En la calle Ingeniero Iturbe 236, de barrio Los Lagos, El Gato nos espera en la puerta: “Si ustedes están felices, yo estoy feliz”, dice con una sonrisa de oreja a oreja. Y unos ojos azules penetrantes que le dan la excusa de su apodo.

En Santiago, la muerte no significa fin. La abuela puede no estar transitando este mundo terrenal. Pero sigue presente en las noches. Cuando alguno de sus nietos hable con ella para pedirle un consejo. Y por las calles, cuando su imagen aparezca estampada en los carteles.
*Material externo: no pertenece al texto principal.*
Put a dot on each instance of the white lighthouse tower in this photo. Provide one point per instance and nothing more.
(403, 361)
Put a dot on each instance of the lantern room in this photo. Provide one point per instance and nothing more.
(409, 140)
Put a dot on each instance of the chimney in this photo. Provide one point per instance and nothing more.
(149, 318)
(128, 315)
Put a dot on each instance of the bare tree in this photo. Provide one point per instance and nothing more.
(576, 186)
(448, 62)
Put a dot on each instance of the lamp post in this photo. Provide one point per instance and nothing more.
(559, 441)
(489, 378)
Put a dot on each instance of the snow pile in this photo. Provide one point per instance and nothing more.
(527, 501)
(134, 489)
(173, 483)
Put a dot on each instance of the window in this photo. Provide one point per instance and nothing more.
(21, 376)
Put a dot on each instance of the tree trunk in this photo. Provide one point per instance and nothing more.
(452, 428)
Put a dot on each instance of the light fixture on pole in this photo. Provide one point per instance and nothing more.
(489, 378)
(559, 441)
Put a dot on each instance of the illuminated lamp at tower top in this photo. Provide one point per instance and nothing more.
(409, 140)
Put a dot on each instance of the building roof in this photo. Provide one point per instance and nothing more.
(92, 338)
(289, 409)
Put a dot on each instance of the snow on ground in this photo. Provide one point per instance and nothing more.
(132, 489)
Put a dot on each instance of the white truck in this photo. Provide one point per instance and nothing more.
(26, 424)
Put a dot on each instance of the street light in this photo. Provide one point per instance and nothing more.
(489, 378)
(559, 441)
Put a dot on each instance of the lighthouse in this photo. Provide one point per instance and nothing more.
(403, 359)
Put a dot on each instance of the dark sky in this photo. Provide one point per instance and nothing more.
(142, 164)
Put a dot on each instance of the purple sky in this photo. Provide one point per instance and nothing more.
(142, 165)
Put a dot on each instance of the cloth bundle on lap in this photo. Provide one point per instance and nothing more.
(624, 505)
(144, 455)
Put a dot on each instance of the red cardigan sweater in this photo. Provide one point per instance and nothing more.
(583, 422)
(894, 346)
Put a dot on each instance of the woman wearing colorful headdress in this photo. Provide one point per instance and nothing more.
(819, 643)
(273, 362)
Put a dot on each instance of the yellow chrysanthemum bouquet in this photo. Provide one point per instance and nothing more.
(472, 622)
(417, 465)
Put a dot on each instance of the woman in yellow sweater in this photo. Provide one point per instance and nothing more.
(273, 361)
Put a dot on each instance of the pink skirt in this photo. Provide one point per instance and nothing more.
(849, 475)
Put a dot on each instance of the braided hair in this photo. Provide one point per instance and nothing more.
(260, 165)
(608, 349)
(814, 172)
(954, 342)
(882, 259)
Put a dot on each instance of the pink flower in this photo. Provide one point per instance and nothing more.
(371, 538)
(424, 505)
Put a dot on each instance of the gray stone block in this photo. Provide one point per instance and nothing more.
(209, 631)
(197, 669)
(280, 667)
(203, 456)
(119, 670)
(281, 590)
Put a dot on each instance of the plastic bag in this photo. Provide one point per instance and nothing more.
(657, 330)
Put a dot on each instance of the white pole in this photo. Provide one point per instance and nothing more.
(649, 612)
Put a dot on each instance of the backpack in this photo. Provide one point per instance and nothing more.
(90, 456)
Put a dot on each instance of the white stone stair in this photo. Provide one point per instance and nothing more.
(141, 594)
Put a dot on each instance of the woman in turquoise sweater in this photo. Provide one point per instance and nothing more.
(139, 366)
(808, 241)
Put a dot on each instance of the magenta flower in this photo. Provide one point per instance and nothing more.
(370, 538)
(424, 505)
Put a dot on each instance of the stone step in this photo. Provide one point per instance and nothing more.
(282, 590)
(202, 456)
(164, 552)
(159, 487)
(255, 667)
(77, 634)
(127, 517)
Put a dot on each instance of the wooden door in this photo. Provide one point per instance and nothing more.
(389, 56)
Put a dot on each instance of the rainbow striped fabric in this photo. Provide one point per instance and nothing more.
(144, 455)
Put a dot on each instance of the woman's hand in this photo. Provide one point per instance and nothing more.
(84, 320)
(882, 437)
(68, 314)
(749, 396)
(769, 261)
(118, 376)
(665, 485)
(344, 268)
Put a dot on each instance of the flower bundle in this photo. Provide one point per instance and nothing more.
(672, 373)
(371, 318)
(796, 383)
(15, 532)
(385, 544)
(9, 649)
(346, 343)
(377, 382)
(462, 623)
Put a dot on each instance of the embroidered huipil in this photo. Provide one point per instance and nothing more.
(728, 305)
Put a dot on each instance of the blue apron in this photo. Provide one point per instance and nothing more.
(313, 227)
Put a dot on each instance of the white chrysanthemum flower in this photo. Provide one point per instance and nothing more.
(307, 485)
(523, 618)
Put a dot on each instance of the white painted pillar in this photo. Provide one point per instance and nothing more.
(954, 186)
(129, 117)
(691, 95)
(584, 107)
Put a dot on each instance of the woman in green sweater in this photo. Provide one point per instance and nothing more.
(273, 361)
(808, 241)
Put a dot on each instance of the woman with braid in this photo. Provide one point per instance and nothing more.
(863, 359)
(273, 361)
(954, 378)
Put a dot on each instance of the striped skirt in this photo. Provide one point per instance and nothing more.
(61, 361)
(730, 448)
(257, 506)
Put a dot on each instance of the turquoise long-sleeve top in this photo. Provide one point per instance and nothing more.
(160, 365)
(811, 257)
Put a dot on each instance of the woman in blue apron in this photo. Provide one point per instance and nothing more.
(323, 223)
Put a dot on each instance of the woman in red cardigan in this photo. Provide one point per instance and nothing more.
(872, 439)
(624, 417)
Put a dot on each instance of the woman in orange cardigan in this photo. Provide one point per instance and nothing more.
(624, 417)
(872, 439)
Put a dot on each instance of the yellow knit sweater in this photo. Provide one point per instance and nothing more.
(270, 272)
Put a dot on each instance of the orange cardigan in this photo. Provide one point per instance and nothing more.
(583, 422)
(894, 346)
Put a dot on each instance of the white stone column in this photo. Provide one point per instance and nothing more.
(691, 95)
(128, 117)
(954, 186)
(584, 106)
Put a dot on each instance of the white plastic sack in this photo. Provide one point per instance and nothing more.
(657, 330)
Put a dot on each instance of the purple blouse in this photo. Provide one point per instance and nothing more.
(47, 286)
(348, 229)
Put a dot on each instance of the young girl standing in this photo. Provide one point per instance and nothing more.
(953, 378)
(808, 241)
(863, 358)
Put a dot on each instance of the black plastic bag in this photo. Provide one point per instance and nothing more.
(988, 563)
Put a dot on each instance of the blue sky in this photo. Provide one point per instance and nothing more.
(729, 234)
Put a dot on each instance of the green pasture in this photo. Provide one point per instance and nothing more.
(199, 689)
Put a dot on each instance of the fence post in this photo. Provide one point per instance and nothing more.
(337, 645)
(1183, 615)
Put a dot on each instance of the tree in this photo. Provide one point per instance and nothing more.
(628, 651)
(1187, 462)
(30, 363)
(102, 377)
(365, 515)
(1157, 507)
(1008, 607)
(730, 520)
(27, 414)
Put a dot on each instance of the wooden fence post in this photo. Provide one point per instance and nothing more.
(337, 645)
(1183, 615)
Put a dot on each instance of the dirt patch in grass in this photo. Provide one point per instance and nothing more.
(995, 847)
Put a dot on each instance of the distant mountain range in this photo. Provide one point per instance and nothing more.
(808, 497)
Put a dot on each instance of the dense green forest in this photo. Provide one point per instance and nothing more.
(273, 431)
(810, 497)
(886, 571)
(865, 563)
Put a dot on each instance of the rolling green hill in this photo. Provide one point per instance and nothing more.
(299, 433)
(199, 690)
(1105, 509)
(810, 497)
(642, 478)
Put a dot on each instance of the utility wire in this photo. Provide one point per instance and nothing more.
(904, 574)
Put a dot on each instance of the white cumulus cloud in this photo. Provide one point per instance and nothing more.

Con esa mirada de quien no le debe nada a nadie.
“Qué linda la chacarera / bailada en patio de tierra / debajo de una enramada / con techo de caña hueca”. La estrofa de Agustín Carabajal se lee en el baño de la casa de la abuela. O, mejor dicho, de la estructura que se edificó en el patio, cuando la fiesta de cumpleaños fue haciéndose masiva. En las paredes de color borravino se lee “changos” y “chinitas”.
Cualquier despistado podrá entrar a la casa preguntando por María Luisa. Y entonces gentilmente se le dirá que la mujer dejó de existir el 10 de agosto de 1993. El forastero preguntará si es ella la del cumpleaños. Y entonces se le dirá: “Si claro, festejamos igual”.
El patio de la casa de la abuela es como el patio de cualquier casa en Santiago: piso de tierra y asador. Los cumpleaños de la abuela son como cualquier cumpleaños en Santiago: tablones de madera, empanadas y vino. Canto hasta el amanecer. La diferencia es que la figura central del evento ya no transita este mundo terrenal.
María Luisa nació un 15 de agosto en Clodomira. Tuvo 12 hijos e infinidad de nietos, entre los que se destacan los famosos cantautores Cuti y Roberto Carabajal. Al cumplir ella los 50, le organizaron un buen festejo. Y fue tan exitoso que, a medida en que pasó el tiempo, fue haciéndose cada vez más masivo.
La casa les quedó chica: cortaron la calle. El barrio les quedó chico: pidieron a los amigos (entre ellos, El Gato), que prestaran el patio para recibir a los forasteros. Hoy la entrada es absolutamente gratuita. Al igual que la mayoría de los eventos que se realizan el fin de semana largo de agosto. Durante tres noches se corta la calle. Artistas locales tocan y bailan en el escenario central. El que no baila, bebe. Y el que bebe cuenta historias de ánimas y demonios. Hablan del almamula, la novia blanca, Kakuy o Salamanca.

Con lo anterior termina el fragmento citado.